Make default table explicit

tischi commented 3 years ago

@constantinpape @K-Meech What do you think about adding the default.tsv explicitly to the tables field of a SegmentationDisplay? This would alleviate the restriction on the table name and in addition the name tables would make more sense, since right now it should rather be additionalTables. I mention this because I also think the Java code would be easier if it simply had to look into the tables field to see which tables to load.

constantinpape commented 3 years ago

Yes, I think that makes sense. It's good to get rid of the implicit assumptions there. I can create an example project later, do you have any preference which one of the examples we have?

tischi commented 3 years ago

Cool! The zebrafish new-data-spec please as I am working on this anyway for the multiple table merging.
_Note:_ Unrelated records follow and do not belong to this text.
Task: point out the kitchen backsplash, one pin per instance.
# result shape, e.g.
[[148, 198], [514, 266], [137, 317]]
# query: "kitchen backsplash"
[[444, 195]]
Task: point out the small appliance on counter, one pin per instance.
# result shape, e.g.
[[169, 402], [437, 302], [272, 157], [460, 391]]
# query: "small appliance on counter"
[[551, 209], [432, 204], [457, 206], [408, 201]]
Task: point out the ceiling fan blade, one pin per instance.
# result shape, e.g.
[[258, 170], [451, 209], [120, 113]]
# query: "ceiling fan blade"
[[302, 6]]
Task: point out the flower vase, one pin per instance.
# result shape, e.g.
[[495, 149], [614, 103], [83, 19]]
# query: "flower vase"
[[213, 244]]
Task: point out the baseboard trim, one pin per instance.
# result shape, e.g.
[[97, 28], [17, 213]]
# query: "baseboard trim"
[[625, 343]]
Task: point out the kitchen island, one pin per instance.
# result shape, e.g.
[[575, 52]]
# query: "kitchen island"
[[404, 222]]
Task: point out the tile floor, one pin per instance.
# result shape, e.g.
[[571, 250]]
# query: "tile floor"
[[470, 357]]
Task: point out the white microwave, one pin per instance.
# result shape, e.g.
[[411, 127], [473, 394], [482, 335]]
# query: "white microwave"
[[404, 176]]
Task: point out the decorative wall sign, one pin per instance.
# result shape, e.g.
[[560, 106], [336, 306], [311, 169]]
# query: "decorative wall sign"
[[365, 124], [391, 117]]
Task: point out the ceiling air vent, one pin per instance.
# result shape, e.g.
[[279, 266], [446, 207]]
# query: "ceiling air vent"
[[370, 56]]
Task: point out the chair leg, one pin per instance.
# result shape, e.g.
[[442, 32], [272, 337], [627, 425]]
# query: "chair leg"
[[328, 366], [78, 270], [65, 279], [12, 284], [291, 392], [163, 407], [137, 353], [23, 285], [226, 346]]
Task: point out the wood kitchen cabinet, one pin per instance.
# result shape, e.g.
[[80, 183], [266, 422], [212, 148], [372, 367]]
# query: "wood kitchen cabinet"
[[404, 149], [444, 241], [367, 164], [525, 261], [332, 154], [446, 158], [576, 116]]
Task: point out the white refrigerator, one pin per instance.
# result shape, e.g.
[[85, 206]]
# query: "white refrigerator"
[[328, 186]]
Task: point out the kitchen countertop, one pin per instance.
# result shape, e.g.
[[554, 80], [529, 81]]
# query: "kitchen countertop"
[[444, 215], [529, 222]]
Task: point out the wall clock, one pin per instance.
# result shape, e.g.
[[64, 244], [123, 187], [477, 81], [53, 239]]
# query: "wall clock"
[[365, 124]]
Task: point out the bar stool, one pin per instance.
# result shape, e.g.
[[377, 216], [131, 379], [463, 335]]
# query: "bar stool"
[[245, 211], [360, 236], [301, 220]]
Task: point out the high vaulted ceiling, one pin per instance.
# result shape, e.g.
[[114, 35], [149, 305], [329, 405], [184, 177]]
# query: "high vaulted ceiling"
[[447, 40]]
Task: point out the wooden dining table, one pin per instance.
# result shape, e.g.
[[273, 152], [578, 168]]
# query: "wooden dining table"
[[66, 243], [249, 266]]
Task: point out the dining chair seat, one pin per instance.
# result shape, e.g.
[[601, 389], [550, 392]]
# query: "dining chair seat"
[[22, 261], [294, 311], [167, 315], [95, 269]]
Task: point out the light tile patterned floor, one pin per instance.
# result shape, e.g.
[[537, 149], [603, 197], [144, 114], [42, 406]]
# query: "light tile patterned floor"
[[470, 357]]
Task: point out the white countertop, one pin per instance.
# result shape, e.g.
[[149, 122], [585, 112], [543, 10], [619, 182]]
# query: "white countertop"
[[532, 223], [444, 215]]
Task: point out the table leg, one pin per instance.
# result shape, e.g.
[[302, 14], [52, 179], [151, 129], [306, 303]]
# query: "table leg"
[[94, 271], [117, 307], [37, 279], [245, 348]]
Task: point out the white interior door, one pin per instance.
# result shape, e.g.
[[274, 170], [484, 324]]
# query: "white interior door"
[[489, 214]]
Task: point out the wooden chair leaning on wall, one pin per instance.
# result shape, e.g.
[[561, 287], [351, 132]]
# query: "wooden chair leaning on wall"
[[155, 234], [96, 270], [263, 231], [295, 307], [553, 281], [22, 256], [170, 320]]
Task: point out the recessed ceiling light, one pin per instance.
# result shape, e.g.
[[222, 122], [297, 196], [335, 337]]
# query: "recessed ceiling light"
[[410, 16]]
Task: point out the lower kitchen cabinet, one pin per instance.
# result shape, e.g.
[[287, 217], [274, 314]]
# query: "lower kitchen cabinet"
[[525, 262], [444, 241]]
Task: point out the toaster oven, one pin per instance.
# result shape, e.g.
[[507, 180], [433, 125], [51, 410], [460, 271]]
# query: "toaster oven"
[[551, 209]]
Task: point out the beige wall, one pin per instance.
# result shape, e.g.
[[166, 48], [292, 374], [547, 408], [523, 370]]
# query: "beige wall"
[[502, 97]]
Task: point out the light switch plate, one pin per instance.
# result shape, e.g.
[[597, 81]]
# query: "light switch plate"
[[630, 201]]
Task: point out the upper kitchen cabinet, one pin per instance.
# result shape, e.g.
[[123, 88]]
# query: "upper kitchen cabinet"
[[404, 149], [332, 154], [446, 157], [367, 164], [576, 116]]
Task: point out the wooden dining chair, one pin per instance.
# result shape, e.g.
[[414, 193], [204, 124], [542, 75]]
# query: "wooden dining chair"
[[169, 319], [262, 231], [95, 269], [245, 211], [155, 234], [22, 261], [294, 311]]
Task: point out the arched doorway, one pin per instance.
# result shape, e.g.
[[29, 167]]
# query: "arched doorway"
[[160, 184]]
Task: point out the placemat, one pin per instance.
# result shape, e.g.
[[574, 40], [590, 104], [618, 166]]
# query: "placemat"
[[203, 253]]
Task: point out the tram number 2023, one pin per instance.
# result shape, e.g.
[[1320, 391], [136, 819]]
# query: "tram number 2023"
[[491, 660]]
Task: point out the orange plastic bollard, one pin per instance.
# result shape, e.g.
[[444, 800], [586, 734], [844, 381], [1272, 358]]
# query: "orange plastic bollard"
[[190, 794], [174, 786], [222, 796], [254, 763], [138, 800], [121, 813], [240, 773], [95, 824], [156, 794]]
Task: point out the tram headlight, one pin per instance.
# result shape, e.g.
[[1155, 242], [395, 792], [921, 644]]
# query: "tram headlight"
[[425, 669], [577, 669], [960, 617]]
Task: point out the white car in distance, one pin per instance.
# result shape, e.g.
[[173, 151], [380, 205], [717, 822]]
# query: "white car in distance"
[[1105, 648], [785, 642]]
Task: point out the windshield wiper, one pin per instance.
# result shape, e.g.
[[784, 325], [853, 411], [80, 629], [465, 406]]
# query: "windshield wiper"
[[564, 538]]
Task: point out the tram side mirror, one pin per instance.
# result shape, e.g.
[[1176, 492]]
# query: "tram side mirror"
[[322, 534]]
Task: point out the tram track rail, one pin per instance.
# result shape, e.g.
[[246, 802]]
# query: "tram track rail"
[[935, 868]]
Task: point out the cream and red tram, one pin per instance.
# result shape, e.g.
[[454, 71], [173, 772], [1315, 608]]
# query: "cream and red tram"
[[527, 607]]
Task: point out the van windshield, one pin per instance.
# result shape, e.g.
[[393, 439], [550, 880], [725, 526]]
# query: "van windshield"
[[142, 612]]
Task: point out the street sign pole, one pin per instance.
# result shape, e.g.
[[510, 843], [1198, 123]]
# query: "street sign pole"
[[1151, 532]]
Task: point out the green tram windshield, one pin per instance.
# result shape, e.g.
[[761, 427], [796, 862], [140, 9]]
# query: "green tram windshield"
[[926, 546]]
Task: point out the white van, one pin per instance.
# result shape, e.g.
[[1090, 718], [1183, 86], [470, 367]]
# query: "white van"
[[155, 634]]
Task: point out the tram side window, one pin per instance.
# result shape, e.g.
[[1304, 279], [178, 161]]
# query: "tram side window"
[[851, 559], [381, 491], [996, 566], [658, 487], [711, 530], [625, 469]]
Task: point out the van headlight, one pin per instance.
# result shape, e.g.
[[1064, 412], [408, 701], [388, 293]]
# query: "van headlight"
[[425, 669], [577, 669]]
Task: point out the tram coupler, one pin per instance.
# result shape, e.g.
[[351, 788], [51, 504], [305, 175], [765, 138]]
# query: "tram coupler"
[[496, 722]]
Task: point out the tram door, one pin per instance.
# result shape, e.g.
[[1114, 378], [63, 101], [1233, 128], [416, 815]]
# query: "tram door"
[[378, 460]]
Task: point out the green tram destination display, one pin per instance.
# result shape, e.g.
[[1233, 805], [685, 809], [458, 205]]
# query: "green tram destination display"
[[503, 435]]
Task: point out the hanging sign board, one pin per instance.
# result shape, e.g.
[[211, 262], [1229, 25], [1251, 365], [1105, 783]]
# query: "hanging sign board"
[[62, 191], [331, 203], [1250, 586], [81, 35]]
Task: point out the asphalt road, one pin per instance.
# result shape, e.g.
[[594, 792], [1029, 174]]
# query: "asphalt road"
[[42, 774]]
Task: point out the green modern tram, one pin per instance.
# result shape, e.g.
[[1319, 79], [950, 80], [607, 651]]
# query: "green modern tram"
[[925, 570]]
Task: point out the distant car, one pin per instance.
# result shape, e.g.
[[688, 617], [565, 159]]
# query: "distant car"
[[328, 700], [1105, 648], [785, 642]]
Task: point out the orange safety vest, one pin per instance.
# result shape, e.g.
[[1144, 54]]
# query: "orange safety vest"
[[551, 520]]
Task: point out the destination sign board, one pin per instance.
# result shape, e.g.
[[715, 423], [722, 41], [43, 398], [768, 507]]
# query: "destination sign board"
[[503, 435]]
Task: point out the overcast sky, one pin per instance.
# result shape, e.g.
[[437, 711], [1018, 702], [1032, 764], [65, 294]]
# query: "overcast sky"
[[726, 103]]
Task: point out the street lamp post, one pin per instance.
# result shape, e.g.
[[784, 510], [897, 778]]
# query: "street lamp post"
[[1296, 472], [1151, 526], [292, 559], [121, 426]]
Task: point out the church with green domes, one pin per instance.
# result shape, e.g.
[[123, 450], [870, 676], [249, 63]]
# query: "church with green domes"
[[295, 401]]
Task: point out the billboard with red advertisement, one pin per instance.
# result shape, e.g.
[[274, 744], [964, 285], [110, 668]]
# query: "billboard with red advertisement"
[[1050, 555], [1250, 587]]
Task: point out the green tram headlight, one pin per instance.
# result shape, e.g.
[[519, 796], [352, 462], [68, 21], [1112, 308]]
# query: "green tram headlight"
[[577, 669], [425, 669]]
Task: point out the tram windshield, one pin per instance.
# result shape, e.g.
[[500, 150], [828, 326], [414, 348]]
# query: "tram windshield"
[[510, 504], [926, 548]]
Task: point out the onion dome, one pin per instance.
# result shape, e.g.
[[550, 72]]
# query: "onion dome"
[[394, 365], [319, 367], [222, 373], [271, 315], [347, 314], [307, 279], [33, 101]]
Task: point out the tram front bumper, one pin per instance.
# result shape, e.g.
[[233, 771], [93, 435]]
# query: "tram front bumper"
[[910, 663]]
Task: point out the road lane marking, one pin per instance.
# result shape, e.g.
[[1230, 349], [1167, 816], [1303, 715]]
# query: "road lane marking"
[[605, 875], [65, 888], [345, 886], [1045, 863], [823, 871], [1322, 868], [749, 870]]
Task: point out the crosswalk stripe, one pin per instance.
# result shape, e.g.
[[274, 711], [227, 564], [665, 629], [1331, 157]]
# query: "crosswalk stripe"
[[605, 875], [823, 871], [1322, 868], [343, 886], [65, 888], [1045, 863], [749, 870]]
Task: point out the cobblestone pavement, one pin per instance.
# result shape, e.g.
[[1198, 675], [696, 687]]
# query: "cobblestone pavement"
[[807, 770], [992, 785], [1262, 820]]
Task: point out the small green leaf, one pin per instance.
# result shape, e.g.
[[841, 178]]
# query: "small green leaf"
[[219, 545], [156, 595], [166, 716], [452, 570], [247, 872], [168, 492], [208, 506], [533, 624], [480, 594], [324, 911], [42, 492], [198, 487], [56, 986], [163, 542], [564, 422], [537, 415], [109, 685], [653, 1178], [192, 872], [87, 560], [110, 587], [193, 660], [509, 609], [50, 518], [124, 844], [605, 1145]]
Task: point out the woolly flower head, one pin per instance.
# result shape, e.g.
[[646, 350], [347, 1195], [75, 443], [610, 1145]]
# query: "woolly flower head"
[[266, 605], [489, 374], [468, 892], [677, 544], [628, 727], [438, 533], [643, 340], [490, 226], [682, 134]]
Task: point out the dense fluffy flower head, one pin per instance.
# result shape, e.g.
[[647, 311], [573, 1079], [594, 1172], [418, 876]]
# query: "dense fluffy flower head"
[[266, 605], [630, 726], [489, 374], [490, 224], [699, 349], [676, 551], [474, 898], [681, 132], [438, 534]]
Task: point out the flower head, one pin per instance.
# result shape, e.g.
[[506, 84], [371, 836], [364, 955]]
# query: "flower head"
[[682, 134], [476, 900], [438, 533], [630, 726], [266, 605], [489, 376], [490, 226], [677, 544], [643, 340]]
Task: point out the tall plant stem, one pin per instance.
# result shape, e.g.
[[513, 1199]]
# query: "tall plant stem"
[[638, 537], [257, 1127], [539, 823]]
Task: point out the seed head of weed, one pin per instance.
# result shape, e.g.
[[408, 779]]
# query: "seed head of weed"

constantinpape commented 3 years ago

Ok, I will let you know when it's there.

constantinpape commented 3 years ago

I noticed one more inconsistency while working on this: for the grid view, we only have the tableData field, but not tables to specify the tables being loaded.

This has worked before, because default.tsv by default. But now it won't work, because all tables need to be specified.

I would suggest we also add the tables field here, but then we need to also support loading additional tables for the grid tables. I guess that's not a problem as it uses the same table logic?!

constantinpape commented 3 years ago

Done: https://github.com/mobie/zebrafish-lm-datasets/tree/new-table-spec (with adding to tables in the grid view as described above).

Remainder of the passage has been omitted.